Étudiante infirmière de 3e année, Sylvie Charuau-Hamm a passé huit semaines à Madasgascar. Elle en revient « changée »

Quand elle est arrivée dans le pays, en février dernier, Sylvie Charuau-Hamm se souvient qu’il faisait « chaud, lourd », elle était « mangée par les moustiques ».

Pourtant, cette élève infirmière de 47 ans s’était battue pour effectuer son stage de 3e année à Madagascar, destination à laquelle elle songeait depuis un temps. C’est son mari qui achève de la décider : « Il avait vu le film Andy Gasy tourné dans le pays et projeté à Bar-le-Duc par l’association Mamonjy-Madagascar. En rentrant, il m’a dit : je t’ai trouvé ton stage ! »

Retour à l’école à 40 ans

Sylvie Charuau-Hamm se rapproche alors de Joëlle Huguin, la présidente de Mamonjy-Madagascar, impliquée depuis des années dans l’aide au développement sur place. L’habitante de Longeville-en-Barrois, qui a déjà beaucoup voyagé, fait preuve d’une détermination qui finit par convaincre la direction de l’Institut de formation en soins infirmiers (IFSI) de Bar-le-Duc de la laisser partir pour ce pays « étiqueté à risque ». Mais cette maman de trois grands enfants n’a pas peur, elle a soif d’apprendre.

Ce choix d’un départ pour Madagascar, pays où tout est à faire, n’est d’ailleurs peut-être pas un hasard quand on regarde son parcours tracé à force de volonté et de courage. Celui d’une femme agent hospitalier, qui, 27 ans après avoir quitté l’école un CAP de sténo-dactylo en poche, y est retournée. Pour faire l’école d’aide soignante en 2008 et celle d’infirmière en 2013. « Je voulais faire ce stage à l’étranger pour découvrir une autre approche des soins infirmiers, dans des conditions différentes de chez nous », résume-t-elle.

Sans argent, on meurt

Rien n’est pareil en effet. La Meusienne séjournera dans les terres, logée sans électricité, sans eau courante. « On rechargeait le portable comme on pouvait sur un petit panneau solaire… » Partageant ses huit semaines de stage entre les sites d’Imerintsiatosika, Mandoto et Antsirabe, elle a circulé entre centres de soins de base, hôpitaux et cabinets privés où elle sera confrontée à un large champ de pathologies mais aussi à l’inacceptable : « Il y avait une femme mourante en réanimation. J’ai tendu la main pour qu’elle soit sauvée », exprime pudiquement celle qui a donné l’argent, 5 € par jour, pour lui permettre de rester de en vie.

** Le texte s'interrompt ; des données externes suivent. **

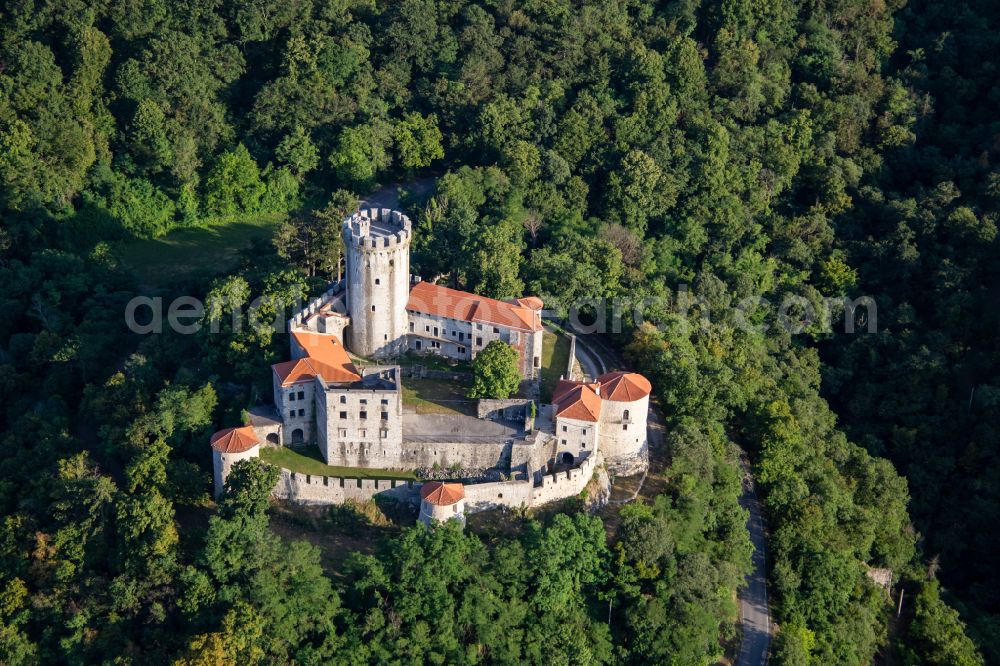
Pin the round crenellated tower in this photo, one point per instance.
(377, 253)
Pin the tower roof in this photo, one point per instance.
(325, 357)
(577, 400)
(234, 440)
(442, 494)
(442, 301)
(624, 386)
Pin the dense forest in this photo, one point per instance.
(719, 153)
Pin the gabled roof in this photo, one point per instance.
(442, 494)
(234, 440)
(577, 400)
(325, 357)
(624, 386)
(442, 301)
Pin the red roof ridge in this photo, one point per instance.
(444, 301)
(623, 386)
(442, 494)
(234, 440)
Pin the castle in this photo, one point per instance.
(523, 454)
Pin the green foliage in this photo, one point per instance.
(495, 371)
(234, 184)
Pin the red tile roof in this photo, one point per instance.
(442, 494)
(325, 357)
(234, 440)
(577, 400)
(442, 301)
(624, 386)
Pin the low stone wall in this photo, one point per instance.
(315, 489)
(512, 409)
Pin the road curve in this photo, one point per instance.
(755, 611)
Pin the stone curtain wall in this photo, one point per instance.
(315, 489)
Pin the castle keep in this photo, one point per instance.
(523, 454)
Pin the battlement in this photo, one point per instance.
(377, 229)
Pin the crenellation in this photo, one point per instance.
(354, 415)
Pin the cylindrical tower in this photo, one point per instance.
(441, 502)
(230, 446)
(624, 409)
(377, 253)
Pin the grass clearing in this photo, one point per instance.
(437, 396)
(555, 359)
(310, 461)
(212, 248)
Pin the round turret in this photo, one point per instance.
(624, 408)
(377, 253)
(229, 446)
(440, 502)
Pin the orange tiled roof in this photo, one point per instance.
(325, 357)
(624, 386)
(445, 302)
(577, 400)
(442, 494)
(234, 440)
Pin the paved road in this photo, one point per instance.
(754, 608)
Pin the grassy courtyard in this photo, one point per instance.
(555, 359)
(437, 396)
(212, 248)
(310, 461)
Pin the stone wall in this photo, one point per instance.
(378, 281)
(315, 489)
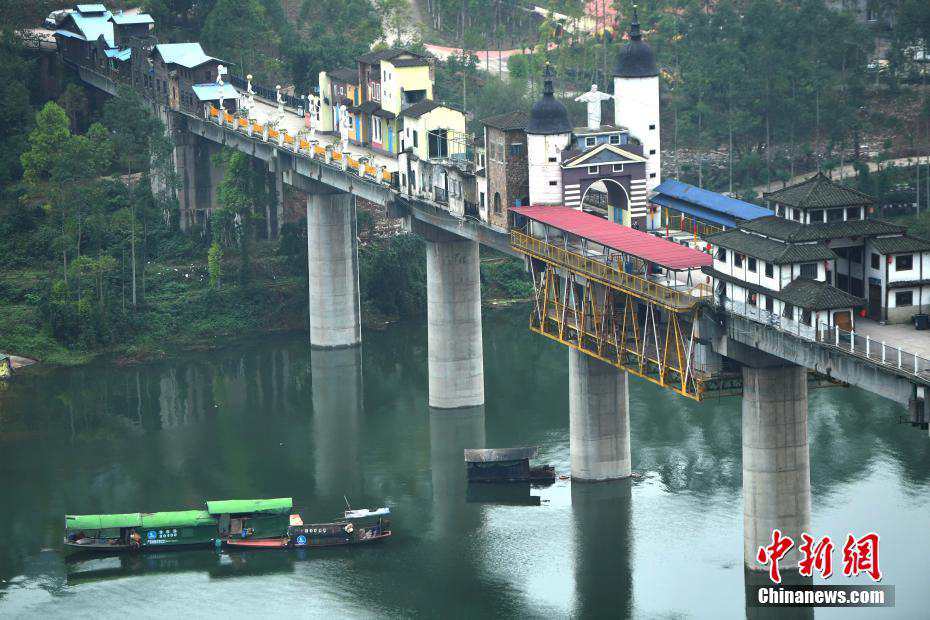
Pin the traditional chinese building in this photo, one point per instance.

Sylvie Charuau-Hamm savait qu’elle verrait la pauvreté mais quand elle a le visage « d’enfants de 3-4 ans qui cassent des pierres pour survivre », c’est difficillement supportable. Quand elle condamne à une mort certaine faute d’argent, celle qui vient d’un pays dont le système de santé est envié dans le monde ne peut s’y résoudre. « On réalise la chance qu’on a quand on est ici, en France, avec la gratuité des soins pour tous », relativise celle qui dit qu’elle « a beaucoup changé depuis. Je suis moins impulsive. On apprend beaucoup sur soi-même. Je sais aujourd’hui qu’il y a des choses sur lesquelles cela ne vaut pas la peine qu’on s’attarde ».